/johnny
A very clever backdoor indeed. Good plausible deniability too, since this is such a common typo for C programmers, and one that isn’t even caught by syntax checkers, since it is still perfectly valid syntax. If they ever did track down who inserted it, they couldn’t prove that someone didn’t just “goof up” and forget the second equal sign.
Yep. I looked right at it and didn’t see it.
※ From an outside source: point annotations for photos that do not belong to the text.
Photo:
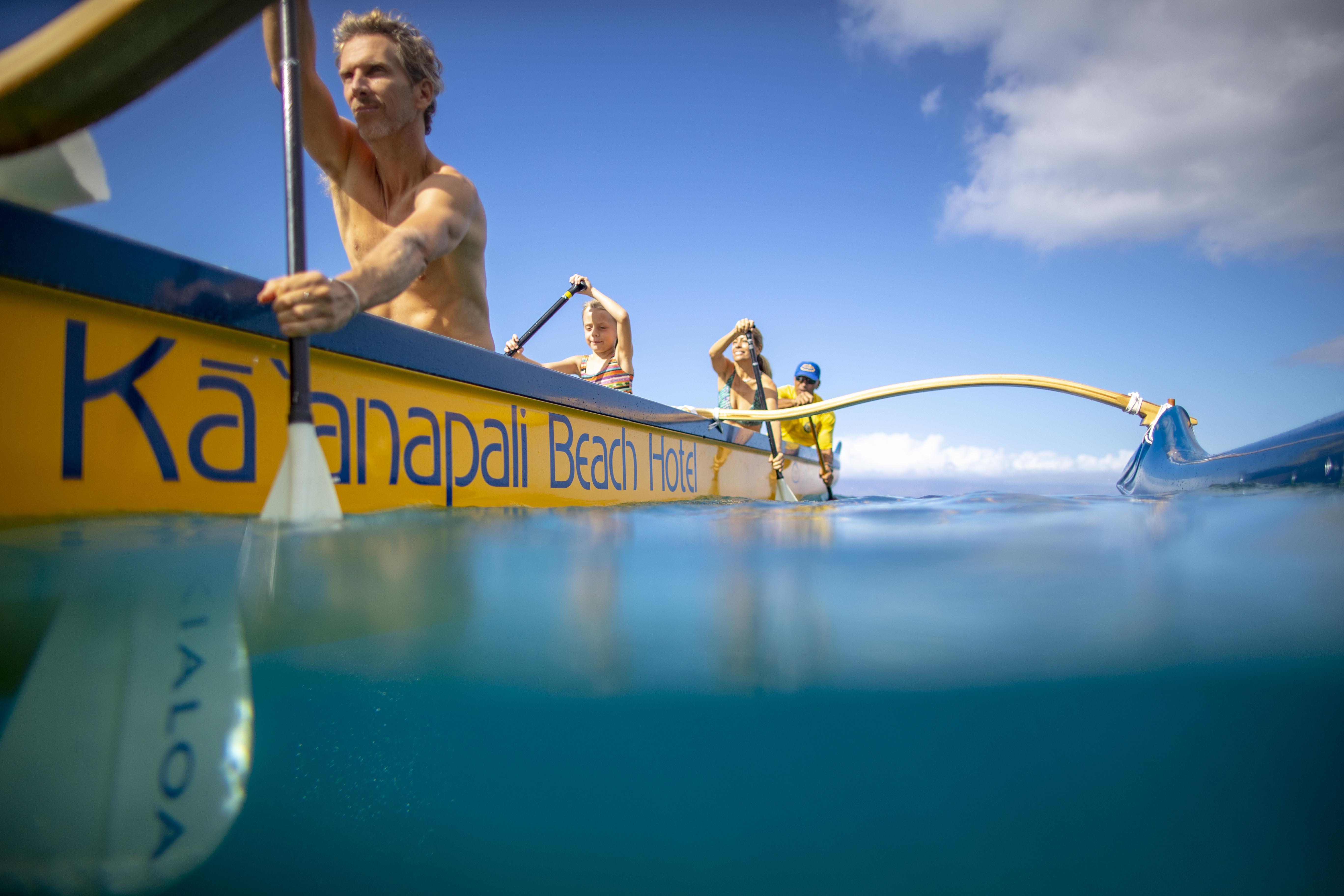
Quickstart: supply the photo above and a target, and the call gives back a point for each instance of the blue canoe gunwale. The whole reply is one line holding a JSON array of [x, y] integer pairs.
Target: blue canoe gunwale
[[1175, 461], [53, 252]]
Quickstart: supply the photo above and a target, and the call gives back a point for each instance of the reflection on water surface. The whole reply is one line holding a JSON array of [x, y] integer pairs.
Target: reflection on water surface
[[952, 695]]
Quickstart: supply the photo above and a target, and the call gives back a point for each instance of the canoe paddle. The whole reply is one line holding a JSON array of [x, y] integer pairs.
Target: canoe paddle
[[781, 490], [549, 315], [831, 496], [303, 490]]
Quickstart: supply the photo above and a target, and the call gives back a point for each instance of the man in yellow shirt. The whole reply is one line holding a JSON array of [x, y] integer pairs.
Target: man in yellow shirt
[[807, 378]]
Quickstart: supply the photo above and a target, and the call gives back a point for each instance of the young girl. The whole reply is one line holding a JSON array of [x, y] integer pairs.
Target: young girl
[[738, 387], [607, 330]]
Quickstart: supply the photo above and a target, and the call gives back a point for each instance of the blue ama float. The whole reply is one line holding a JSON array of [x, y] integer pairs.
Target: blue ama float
[[1171, 460]]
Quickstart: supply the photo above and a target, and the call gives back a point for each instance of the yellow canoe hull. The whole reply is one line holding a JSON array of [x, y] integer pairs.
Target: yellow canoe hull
[[198, 425]]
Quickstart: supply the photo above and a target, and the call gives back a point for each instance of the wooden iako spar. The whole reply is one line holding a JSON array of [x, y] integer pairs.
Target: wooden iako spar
[[1148, 412]]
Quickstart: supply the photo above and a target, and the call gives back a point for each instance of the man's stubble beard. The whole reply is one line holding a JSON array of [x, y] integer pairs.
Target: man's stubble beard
[[389, 126]]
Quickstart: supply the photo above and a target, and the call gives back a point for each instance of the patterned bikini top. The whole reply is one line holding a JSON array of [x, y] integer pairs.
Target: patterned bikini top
[[612, 375], [726, 395]]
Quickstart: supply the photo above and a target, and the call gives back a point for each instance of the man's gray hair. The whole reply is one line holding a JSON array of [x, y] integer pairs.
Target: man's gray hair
[[413, 49]]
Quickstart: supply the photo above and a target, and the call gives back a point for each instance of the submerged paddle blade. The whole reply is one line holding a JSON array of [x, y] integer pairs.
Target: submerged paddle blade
[[126, 758], [303, 491]]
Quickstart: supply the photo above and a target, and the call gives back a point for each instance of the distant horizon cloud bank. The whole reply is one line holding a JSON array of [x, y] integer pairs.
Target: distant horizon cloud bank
[[1219, 121], [901, 456], [1330, 354]]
BTT
someone should have tested it with the __WCLONE option at least once to see if it returned -EINVAL
was it caught by unit testing? if not, it should have been
could have been sloppy code. that wouldn’t surprise me. better hacks involve pts to functions buried in hex tables of object code
The fact that it was slipped in without approval would draw attention to it.
A smart hacker would realize that.
It’s pretty “ambitous” for a hacker to think they can get a backdoor into code that’s reviewed publicly.
If something is going to slip through, it would have to be very subtle, most certainly involving the interaction between different parts of the system, and these would be probably be maintained by different people.
There was not any sophistication to this attempt.
IMHO, it was either very halfhearted, sort of just poking around, or attempted by someone who’s rather half-witted.
Much more effective hacking would be to not try to put an explicit backdoor into Linux itself but to hack one machine at a time the old fashioned way, using the tools available and inherent weaknesses they imply.
Of course, once an individual computer is compromised, malware can be used for all sorts of things.
Linux, for example, as things like tcpdump that root can use to grab any or all network traffic using only a script, not even compiled programs.
Possibly one of the most interesting articles I’ve ever read on FR! I wonder what Linus would say about this.
Certainly in 2013 Obama would ‘back door’ any opportunity he can.